The sawing process was conducted in two separate phases: straight sawing first, and curve sawing second. Figure 5 is a schematic diagram showing the log sawing sequence of the sawmill used during the lumber yield study phase of the project. The logs were first debarked by a Mellot ring debarker and then conveyed to a Ligna twin band headrig (sawkerf 0.140 in). The twin band headrig makes a two-sided cant by removing slabs and unedged jacket boards until reaching a 6-or 8-inch-thick cant, depending on log diameter. The slabs flow straight to a three-sided chipping edger. All logs with sweep were cut either sweep side up or sweep side down on the Ligna twin band such that the remaining cant could lay flat. The 6- and 8-inch two-sided cants were then sent to the Esterer sash gang saw. The sash gang saw was used to both straight saw and curve saw the two-sided cants. When curve sawing the cants, the sash gang saw operator would manually manipulate the log through the saw and follow the log contour. The bandsaw blades on the sash gang were set to cut unedged boards 1.375 inches thick, while leaving a full 4-inch-wide gap in the middle of the arbor to produce a 4- by 6-inch or 4- by 8-inch cant for pallet part production. Jacket boards cut on the Ligna twin band were sawn 1.125 inches thick. The three-sided chipping edger would recover boards from slabs generated at the Ligna twin band as 1.125- or 1.75-inch-thick by 3.75, 5.75, 7.75, 9.75, or 11.75 inches in width. The sawing pattern is shown schematically in Figure 6. The curve-sawing pattern is actually a combination of straight sawing at the head saw and curve sawing of the cant at the sash gang saw. Round edge boards from the sash gang were not edged or trimmed at the mill. They were edged and trimmed visually when the lumber was tallied. All visual edging and trimming were based on the requirements of well-manufactured 1 Common lumber grade appearance according to the Rules for Measurement and Inspection of Hardwood and Cypress Lumber (NHLA 2003).

[FIGURE 4 OMITTED]

[FIGURE 5 OMITTED]

After the sawmill operations were completed, all lumber and pallet cants were sorted and tallied according to each sweep scale deduction category. All pallet cants produced from both sawmill processes were sent to the pallet mill for further processing into pallet deckboards of identical dimensions: 0.5 by 3.1875 by 40 inches. At the pallet mill, cants were cut to 40-inch lengths using a Pendu circle saw. The shorts were then ripped into 0.5-inch-thick deckboards using a Pendu double arbor gang ripsaw (0.055-inch kerf). Pallet parts were sorted and tallied by sawing process and sweep scale deduction category. Cants and trim less than 40 inches in length were considered salvageable if their length was [greater than or equal to] 24 inches. Salvage cants also were sorted and tallied by sawing process and sweep deduction category, and included in the analysis as pallet parts. Lumber and pallet part yield were determined by comparing their respective tallies in BF to the total log volume (Smalian) in BF as shown in Equation [3]:

[FIGURE 6 OMITTED]

Yield = L or P/[[V.sub.S] x 12] [3]

where: L = total lumber tally (lumber + pallet cants) (BF); P = pallet part tally (BF); [V.sub.S] = volume Smalian ([ft.sup.3]).

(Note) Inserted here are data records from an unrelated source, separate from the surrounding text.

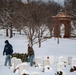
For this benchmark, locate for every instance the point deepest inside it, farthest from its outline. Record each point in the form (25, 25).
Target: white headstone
(24, 72)
(38, 61)
(60, 66)
(23, 66)
(35, 73)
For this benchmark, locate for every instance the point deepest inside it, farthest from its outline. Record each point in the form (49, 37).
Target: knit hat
(6, 41)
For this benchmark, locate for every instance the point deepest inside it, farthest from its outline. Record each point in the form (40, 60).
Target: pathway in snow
(4, 70)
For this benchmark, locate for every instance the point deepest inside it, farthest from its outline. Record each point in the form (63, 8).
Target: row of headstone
(22, 68)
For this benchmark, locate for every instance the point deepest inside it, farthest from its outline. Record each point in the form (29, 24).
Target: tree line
(34, 17)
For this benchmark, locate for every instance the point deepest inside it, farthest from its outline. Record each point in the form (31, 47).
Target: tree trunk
(6, 32)
(11, 34)
(39, 39)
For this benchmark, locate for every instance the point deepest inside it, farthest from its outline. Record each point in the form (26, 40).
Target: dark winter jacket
(30, 51)
(8, 49)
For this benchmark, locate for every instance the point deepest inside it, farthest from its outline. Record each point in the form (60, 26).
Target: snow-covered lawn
(66, 47)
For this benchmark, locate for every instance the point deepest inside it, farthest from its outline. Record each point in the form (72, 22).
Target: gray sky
(59, 1)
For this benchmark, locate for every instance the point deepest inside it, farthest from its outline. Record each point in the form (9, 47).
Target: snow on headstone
(50, 58)
(60, 66)
(22, 67)
(73, 62)
(61, 59)
(17, 61)
(46, 64)
(69, 60)
(38, 61)
(24, 72)
(34, 73)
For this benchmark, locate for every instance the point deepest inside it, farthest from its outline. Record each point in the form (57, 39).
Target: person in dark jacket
(31, 55)
(8, 50)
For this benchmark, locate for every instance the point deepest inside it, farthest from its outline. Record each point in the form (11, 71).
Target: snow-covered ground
(66, 47)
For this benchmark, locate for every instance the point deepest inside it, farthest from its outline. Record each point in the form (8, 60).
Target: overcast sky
(59, 1)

Also calculated were the lumber recovery factors (LRF), and overrun/underrun (based on the International 1/4 log scale). Hypothesis testing using analysis of variance (ANOVA; [alpha] = 0.05) was conducted by comparing mean observations for each treatment effect: sawmill process (curve vs. straight sawing) and sweep deduction category.

Results and discussion

Table 1 contains a summary of the characteristics of the logs used in this study. Hypothesis testing using analysis of variance (ANOVA; [alpha] = 0.05) indicated there was no significant difference in the small-end diameters or lengths for the logs used in this study, either across sweep deduction categories or between sawing processes. Normalized sweep was an average of 1.6, 3.3, and 6.5 inches for logs in the 0 to 15 percent, 16 to 30 percent, and greater than 30 percent sweep scale deduction categories, respectively.

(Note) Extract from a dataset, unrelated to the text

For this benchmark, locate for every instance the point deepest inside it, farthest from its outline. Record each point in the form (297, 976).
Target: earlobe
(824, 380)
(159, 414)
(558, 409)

The effect of sawing technique on lumber yields

A summary of the yield distribution for all lumber processed by both curve sawing and straight sawing, and for each sweep deduction category is shown in Table 2. The LRF and percent overrun values from the curve sawing of logs are consistently greater than the values for the straight-sawn logs. Combined total yield for the curve-sawn logs resulted in an LRF = 7.49 and an overrun = 33 percent, while the combined total yield for straight-sawn logs was lower: LRF = 6.92, and an overrun of 24 percent.

Based on Equation [3], the total lumber yield was 4 percent higher when curve sawing than when straight sawing for all logs sampled in the study. For the 0 to 15 percent sweep deduction category, there was no difference in lumber yield resulting from sawing method (62% each). This is significant considering it has previously been shown that approximately two-thirds of hardwood logs are considered straight (sweep deductions [less than or equal to] 5%) (Hamner et al. 200_). For the present study, logs in the 0 to 15 percent sweep deduction category averaged only 5 percent sweep scale deduction. It is, therefore, unclear from the results what yield improvements would be realized for logs with an average sweep deduction ranging from 5 to 15 percent. Since approximately 20 percent of hardwood logs have sweep scale deductions within this range, and another 10 percent have been shown to have sweep scale deductions of greater than 15 percent, it is expected that overall yield improvements would be substantial for the nearly one-third of hardwood logs that exhibit sweep scale deductions of greater than 5 percent. Results from the present curve sawing study support this likelihood because curve sawing the intermediate (16% to 30% sweep deduction category) and severely curved (greater than 30% sweep deduction category) logs resulted in 10 and 12 percent yield improvements, respectively.

The effect of sawing technique on pallet part yield

Table 3 is a summary of pallet part yields sawn from cants. Curve sawing does not significantly improve pallet part yields from cants with low or intermediate levels of sweep. For the greater than 30 percent sweep deduction category of logs, pallet part yield was 5 percent greater when curve sawing. This is likely due to the fact that curve-sawn pallet cants from logs with greater than 30 percent sweep scale deduction were nearly 1 foot longer than straight-sawn pallet cants. The proportion of logs in this category was small (16%), and the number of pallet parts processed from this group did not contribute significantly to total pallet part yields. The discovery that pallet part yields are similar regardless of the sawing method is not surprising since only one pallet cant, either 4 by 6 inches or 4 by 8 inches, was sawn from each log. With few exceptions, the length of the cant will correspond to the length of the log. Thus, unless curve sawing logs with excessive sweep, the pallet cant volume, and pallet part volume from curved logs is little affected as a result of sawing method. It is also important to note that the curve-sawn pallet cants did not straighten out completely when stacked and were harder to handle than the straight-sawn pallet cants.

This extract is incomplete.